Issue 7846: Fnmatch cache is never cleared during usage (original) (raw)

Created on 2010-02-03 15:02 by andrewclegg, last changed 2022-04-11 14:56 by admin. This issue is now closed.

Files
File name Uploaded Description Edit
py27-fnmatch.patch andrewclegg,2010-07-09 09:57
py3k-fnmatch.patch andrewclegg,2010-07-09 09:57
py3k-fnmatch.patch andrewclegg,2010-07-09 10:55
Messages (21)
msg98786 - (view) Author: Andrew Clegg (andrewclegg) * Date: 2010-02-03 15:02
The fnmatch module has a cache of translation between glob patterns and compiled regular expressions. However this cache is never emptied; only added to. I am writing a python program which as part of its execution checks millions of unique globs - this causes the fnmatch cache to grow enormous. Attached is a patch to limit the size of the fnmatch cache to 100 (chosen to be the same size as the re module).

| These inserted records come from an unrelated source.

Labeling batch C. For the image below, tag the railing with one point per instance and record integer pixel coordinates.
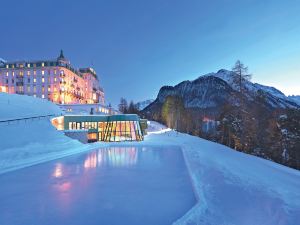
(25, 119)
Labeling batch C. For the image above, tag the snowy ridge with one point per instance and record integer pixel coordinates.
(216, 89)
(15, 106)
(232, 187)
(295, 98)
(26, 143)
(143, 104)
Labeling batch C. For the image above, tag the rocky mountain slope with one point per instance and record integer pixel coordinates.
(213, 107)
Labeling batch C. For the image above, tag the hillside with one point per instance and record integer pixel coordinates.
(24, 143)
(256, 121)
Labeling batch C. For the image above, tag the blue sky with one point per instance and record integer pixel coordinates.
(138, 46)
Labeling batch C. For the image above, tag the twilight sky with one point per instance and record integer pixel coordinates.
(137, 46)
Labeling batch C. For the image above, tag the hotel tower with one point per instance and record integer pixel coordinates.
(55, 80)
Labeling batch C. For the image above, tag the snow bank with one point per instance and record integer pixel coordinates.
(29, 142)
(15, 106)
(233, 187)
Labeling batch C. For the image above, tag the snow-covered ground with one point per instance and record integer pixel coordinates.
(231, 187)
(33, 141)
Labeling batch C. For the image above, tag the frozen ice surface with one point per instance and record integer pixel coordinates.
(116, 185)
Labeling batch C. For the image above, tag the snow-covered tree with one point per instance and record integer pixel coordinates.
(241, 74)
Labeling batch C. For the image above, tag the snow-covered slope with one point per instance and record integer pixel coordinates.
(233, 187)
(295, 98)
(143, 104)
(25, 143)
(274, 94)
(15, 106)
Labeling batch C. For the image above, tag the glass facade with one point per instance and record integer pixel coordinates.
(107, 128)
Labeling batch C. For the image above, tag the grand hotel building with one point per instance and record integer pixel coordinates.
(55, 80)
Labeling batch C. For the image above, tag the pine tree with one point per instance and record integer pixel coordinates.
(241, 74)
(123, 106)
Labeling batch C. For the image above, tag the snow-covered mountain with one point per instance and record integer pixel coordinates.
(2, 60)
(215, 89)
(247, 120)
(143, 104)
(295, 98)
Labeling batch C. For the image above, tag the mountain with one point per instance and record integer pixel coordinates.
(250, 120)
(295, 98)
(143, 104)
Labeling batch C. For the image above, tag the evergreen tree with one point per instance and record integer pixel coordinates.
(241, 74)
(123, 106)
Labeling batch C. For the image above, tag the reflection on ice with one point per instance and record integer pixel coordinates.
(99, 187)
(113, 157)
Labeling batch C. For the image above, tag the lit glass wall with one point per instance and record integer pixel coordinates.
(112, 131)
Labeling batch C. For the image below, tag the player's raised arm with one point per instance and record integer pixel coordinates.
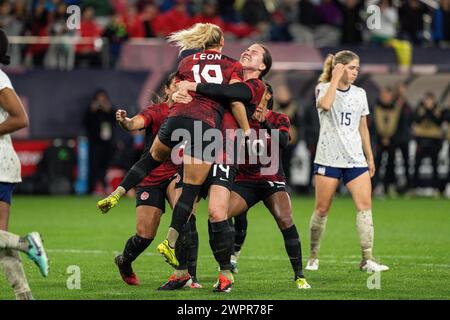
(17, 118)
(332, 74)
(135, 123)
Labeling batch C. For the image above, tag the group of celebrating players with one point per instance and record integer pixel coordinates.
(212, 91)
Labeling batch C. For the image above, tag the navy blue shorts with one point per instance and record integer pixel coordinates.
(347, 174)
(6, 191)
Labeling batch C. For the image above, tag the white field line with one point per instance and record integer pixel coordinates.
(346, 259)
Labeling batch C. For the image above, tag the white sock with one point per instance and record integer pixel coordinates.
(364, 225)
(15, 275)
(10, 240)
(317, 227)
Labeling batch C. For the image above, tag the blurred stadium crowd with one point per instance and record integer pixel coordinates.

msg99385 - (view) Author: Éric Araujo (eric.araujo) * (Python committer) Date: 2010-02-16 05:02
Hello The feature seems useful to me and the patch straightforward. I wonder why you used a global name for the max length (“_MAXCACHE”) instead of inlining the value where it is used. Does it feel more constanty? ;) I fear that the leading underscore won’t discourage users from touching it, so I’d suggest making it public or completely hidden. On second thought, you could argue that Python is a matter of consenting adults, and that leading underscore is okay. Regards
msg99392 - (view) Author: Andrew Clegg (andrewclegg) * Date: 2010-02-16 09:38
Hi, I used a global name for a couple of reasons: it is consistent with the cache itself and the size of the cache being defined in the same place; and because I wanted to allow the value to be modified by users. I used the leading underscore to give a weak indication of internal use - for most users, it can be completely ignored. If someone wanted to modify the maximum size of the cache however, this would be a reasonable and safe thing for them to do. Cheers
msg99429 - (view) Author: Éric Araujo (eric.araujo) * (Python committer) Date: 2010-02-16 18:04
Hi Your rationale makes perfect sense. Perhaps add a comment suggesting it’s ok to change the value. Cheers
msg99430 - (view) Author: R. David Murray (r.david.murray) * (Python committer) Date: 2010-02-16 18:10
I haven't reviewed the patch, but if the intent is that the user can change the global, then it should not start with an _, and it should be a documented part of the API. If you want to suggest that users should not normally change it, then you can do that in the docs. If you give something an _, then it is not considered part of the public API and it (the internal API, not the value) is subject to change, which means you should *not* suggest that users change it. If they find it and want to change it anyway, that's their lookout. That's the consenting adults part :)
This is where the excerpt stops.